Nelle città devastate dalle bombe la notte trascorre calma ma pochi dormono, con l'orecchio teso a rumori lontani. Poche ore e la luce incerta dell'alba coglie le sagome scure dei panzer di Rommel. Eccoli i tedeschi: hanno le tute mimetiche, i mitra puntati, le bombe a mano infilate negli stivali. A guardarli fanno paura. Vogliono vendicare il "tradimento". Le loro avanguardie serrano su Roma, ed è il panico. Il re, il principe Umberto, Badoglio, Ambrosio, Roatta, i generali sono in fuga, tutti insieme appassionatamente, verso Ortona, il cui molo farà da scenario a una gazzarra tragicomica da si salvi chi può. Era stato buon profeta Mussolini quando aveva scritto: «Un re che fugge è un uomo che si condanna da sé».

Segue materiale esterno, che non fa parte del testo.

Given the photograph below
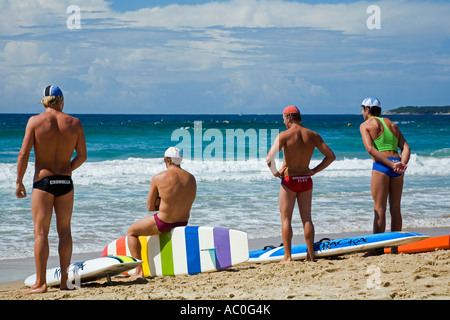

Il 9 settembre al Quirinale non c'è più nessuno, nemmeno i carabinieri. L'Italia reagisce come da copione e implode. L'esercito si sfalda, disperdendosi in mille anonimi rivoli. Senza fede, senza capi né ordini, con la catena di comando disarticolata dalla fuga dei vertici, si frantuma ogni equilibrio. Le prime colonne di soldati catturati dalla Wehrmacht vengono avviate alle stazioni ferroviarie con destinazione i lager nazisti. Chi riesce butta la divisa e se ne va, in un fuggi fuggi generale verso casa. Le strade si riempiono di sbandati che ricordano un gregge disfatto. Molti, però, non ce la fanno. La caccia all'uomo è moneta corrente per i tedeschi, spendibile senza formalità. La Wehrmacht si muove come sa: rastrella, intercetta i fuggiaschi, piomba sui pochi reparti che non si sono arresi e fa centinaia di migliaia di prigionieri sparando pochi colpi, ma sparandoli con ferocia.

L'adrenalina della paura scorre nelle vene del "camaleonte" Badoglio e del suo entourage. Vittorio Emanuele III sembra ancora più piccolo di quanto la natura gli abbia concesso. I capi politici e militari non sono riusciti a ingannare i tedeschi, ma hanno ingannato, sorpreso e abbandonato i loro soldati in un clima di sfascio e di terrore. Per i vertici l'8 settembre è un gioco di inganni, di opportunismi, di malafede, di irresponsabilità e di vigliaccheria: una nera pagina di storia. Per i gregari è inevitabile il crollo. Milioni di vite restano in balìa della rabbia tedesca.

La politica finge di non sporcarsi le mani mentre le uniformi dei soldati si sporcano di sangue. Si rompono i freni inibitori, anche quello della decenza. Un esercito in assetto di guerra si dissolve in poche ore. "Basta", perché la pelle innanzitutto, perché non si sa dove sia il giusto e l'ingiusto, i capi sono fuggiti, non c'è un ufficiale a dare un ordine e la guerra è perduta. Si sciolgono un esercito, un Paese, una generazione, un mondo. Tutto. Chi resisterà, seguendo la propria coscienza (Gonzaga, Bellomo, Bergamini, i difensori di Roma, la Acqui a Cefalonia) rappresenterà l'altra faccia, fortemente minoritaria, dell'8 settembre.

Quel giorno che resterà nella storia d'Italia è un dramma dalle molte sfaccettature: dal tragico al buffo, dal grottesco al sublime. Alle regole e all'ordine si sostituiscono, in una sovversione improvvisa, l'anarchia, la liberazione degli istinti, la lotta per la sopravvivenza, l'eroismo di pochi, il terrore di molti. Anni di retorica sono spazzati via in poche ore. Il cinismo e l'incapacità azzerano uno Stato in una sequenza di eventi che consegneranno l'Italia a un destino di macerie. Nel profumo dell'estate che muore, tra gli ordini urlati dei tedeschi e l'ombra lunga dei panzer, muore quello che credeva di essere un Paese vero.

Marco Patricelli ha scritto "Settembre 1943, i giorni della vergogna", un titolo che si commenta da sé, un libro esemplare per ricchezza di documentazione e qualità di interpretazione. Dall'armistizio annunciato da Badoglio alla liberazione di Mussolini da Campo Imperatore trascorrono quattro giorni, un soffio di tempo in cui muore un'Italia e ne nascono due sul palcoscenico della storia. Patricelli racconta, ricostruisce, analizza e giudica. Un giudizio pesante, assolutamente condivisibile, su uno dei momenti più tragici e simbolici del Novecento italiano.